L’Enigma n’a pas fini d’interpeller les géologues, d’enthousiasmer les gemmologues, d’interroger les astrophysiciens et les astrochimistes… et de séduire les amateurs d’art. Gageons que son épopée nous réserve encore des surprises.
Références et notes
1“The Enigma’ – a 555.55 carat Fancy Black Diamond”. Sotheby’s – “This huge black diamond just sold for $4.3 million. No one knows where it came from”. National geographic
2S. E. Haggerty, « Carbonado diamond: a review of properties and origin », Gems & Gemology, vol. 53(2), pp. 168-179, 2006. DOI:10.5741/GEMS.53.2.168
3Un diamant parfaitement pur est un cristal dans lequel chaque atome de carbone est lié à quatre autres formant un tétraèdre. Ce cristal est incolore car il n’absorbe pas la lumière dans le domaine visible du fait que la différence d’énergie entre la bande de valence et la bande de conduction est supérieure à l’énergie d’un photon dans le violet.

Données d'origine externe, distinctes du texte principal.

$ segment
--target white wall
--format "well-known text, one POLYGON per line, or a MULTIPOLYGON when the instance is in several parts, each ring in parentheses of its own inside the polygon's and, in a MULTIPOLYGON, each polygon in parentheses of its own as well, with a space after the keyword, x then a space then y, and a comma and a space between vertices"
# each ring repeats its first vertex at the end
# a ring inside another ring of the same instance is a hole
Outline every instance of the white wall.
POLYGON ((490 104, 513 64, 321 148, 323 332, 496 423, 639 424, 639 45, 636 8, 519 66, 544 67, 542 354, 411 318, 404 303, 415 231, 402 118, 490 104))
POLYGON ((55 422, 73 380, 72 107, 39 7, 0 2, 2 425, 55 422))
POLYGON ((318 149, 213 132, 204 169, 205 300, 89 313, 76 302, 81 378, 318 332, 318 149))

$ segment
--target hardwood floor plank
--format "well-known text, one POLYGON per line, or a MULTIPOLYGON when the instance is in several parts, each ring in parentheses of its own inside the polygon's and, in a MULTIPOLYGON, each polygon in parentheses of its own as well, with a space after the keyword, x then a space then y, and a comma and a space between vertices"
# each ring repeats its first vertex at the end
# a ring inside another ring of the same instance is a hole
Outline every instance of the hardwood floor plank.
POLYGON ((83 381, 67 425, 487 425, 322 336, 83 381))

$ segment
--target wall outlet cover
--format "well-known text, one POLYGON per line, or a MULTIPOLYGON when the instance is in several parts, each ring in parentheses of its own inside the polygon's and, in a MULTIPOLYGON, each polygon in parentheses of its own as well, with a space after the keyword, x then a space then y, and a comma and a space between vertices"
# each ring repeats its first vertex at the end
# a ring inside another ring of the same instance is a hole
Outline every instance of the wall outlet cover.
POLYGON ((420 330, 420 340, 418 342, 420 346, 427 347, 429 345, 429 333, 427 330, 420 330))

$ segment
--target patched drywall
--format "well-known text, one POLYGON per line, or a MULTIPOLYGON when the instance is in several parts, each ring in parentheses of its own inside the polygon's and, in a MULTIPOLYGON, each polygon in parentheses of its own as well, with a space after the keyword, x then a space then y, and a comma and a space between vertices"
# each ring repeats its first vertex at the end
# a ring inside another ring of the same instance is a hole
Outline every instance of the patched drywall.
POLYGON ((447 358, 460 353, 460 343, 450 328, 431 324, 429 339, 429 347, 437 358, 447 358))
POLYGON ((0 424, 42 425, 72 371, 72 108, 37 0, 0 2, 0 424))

Dans le graphite, l’arrangement des atomes n’est pas tétraédrique ; ces derniers sont répartis en couches associées par des liaisons faibles qui sont responsables de l’absorption de la lumière à toutes les longueurs d’onde du domaine visible, d’où la couleur noire. Les mines de crayon, par exemple, en sont constituées.
4E. Fritsch, J. Shigley, « Des diamants bien traités », Dossier Pour la Science n° 35, Avril 2002, pp. 78-83.
5J. Garai, S. E. Haggerty et al., « Infrared absorption investigations confirm the extraterrestrial origin of carbonado-diamonds », The Astrophysical Journal, vol. 653(2), L153-156, 2006. DOI:10.1086/510451
6Les diamants noirs ont une dureté exceptionnellement élevée qui est supérieure à celle des pierres diamantaires traditionnelles. Leur résistance accrue aux pressions élevées s’explique par leur structure particulière, constituée d’un réseau intriqué de microcristaux. Ils sont utilisés comme abrasifs industriels et servent à fabriquer des meules pour affuter les outils et des forets pour percer notamment les roches dures.